In “Our Daily Bread,” Hamel ennobles the women who perform domestic chores. The title is a phrase snatched from a familiar Christian prayer and encourages us to consider the sacred and ritual qualities of women’s work.

There are three women. In ancient Mediterranean societies, important goddesses came in threes. These women, however, look ordinary and decidedly old-fashioned. But being old-fashioned is a traditional feminine virtue.

Hamel exploits her materials with great aplomb. The heads and shoulders of the women are conceived as two-dimensional black and white images on a big canvas hanging on the gallery wall. Their hands, fashioned from plaster, are three-dimensional. Two belong to the woman in the centre who begins to cut into the long loaf of bread.

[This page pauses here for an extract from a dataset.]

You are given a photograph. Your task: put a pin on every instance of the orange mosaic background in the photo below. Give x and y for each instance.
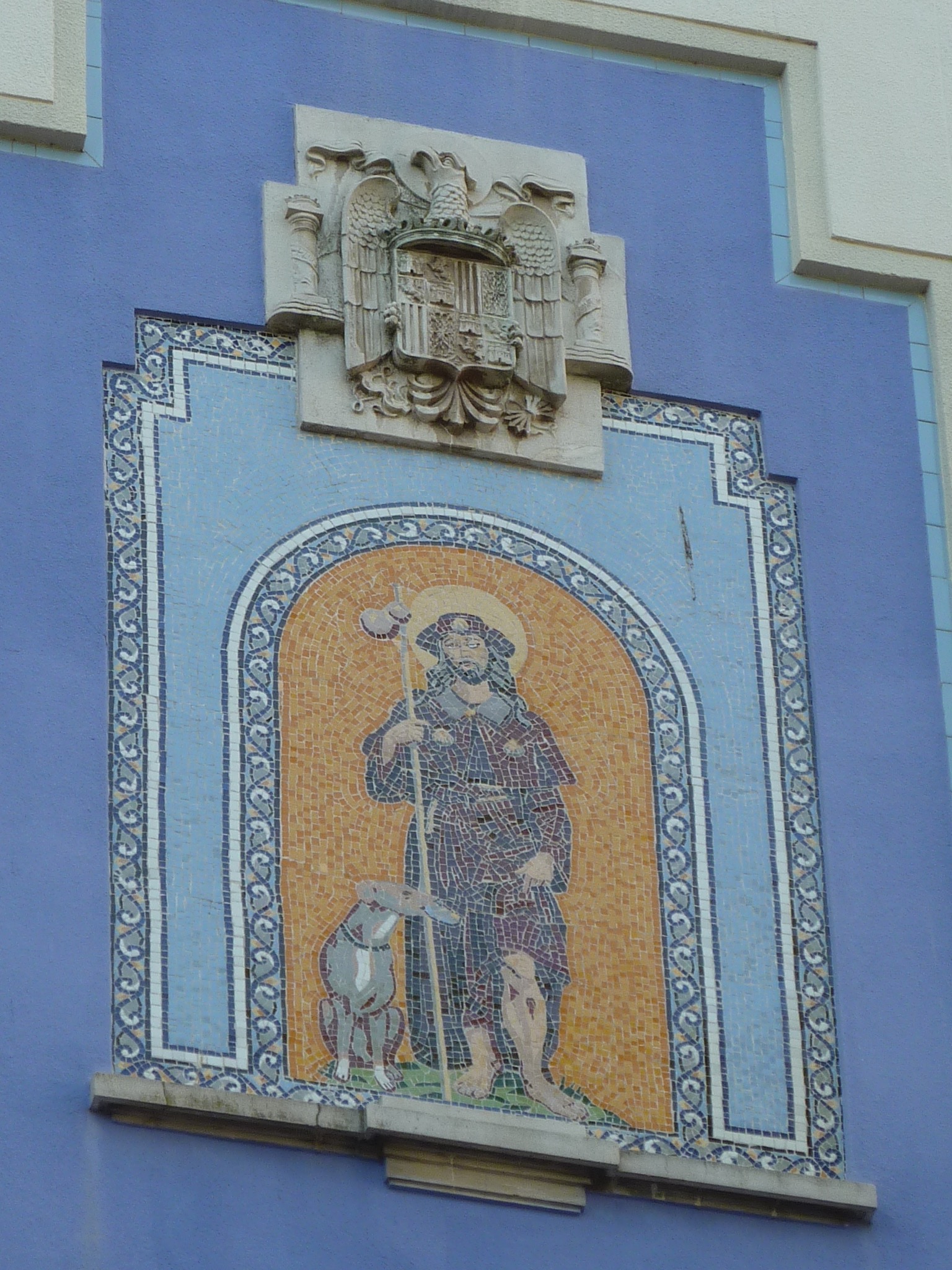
(337, 686)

Her companions hold the loaf with one hand each.

The loaf symbolizes food and nourishment. It sits on a table covered with a white cloth which makes it look both domestic and altar-like. The cloth is in fact part of the canvas on the wall, so all the disparate elements are visually united.

If you can’t see the sacred in domestic life, you can always flee from it. “The Exodus” offers a dramatic flight to freedom.

Hamel made 1,200 origami-styled paper cranes and joined them with almost invisible nylon filament. Four strands of birds fly out of four cages that resemble simplified pentagonal house shapes. Houses and cages are human constructs. The tangled twigs and branches they fly toward are more natural shelters.

Hamel’s series of drawings, packed with satire and irony, feature people engaged in mundane tasks. “The Lesson” depicts a mother guiding a girl who moves ahead on little wheels instead of legs. The mother holds red thread — real, not drawn — which is wound around the child’s wrists. In artistic tradition, red is the colour of life.

A soundtrack complements the exhibition. It includes someone playing the piano, a woman’s voice, laughter, crying and the sounds of birds. It has the feel of a fragment of memory, repeated but never fully recalled.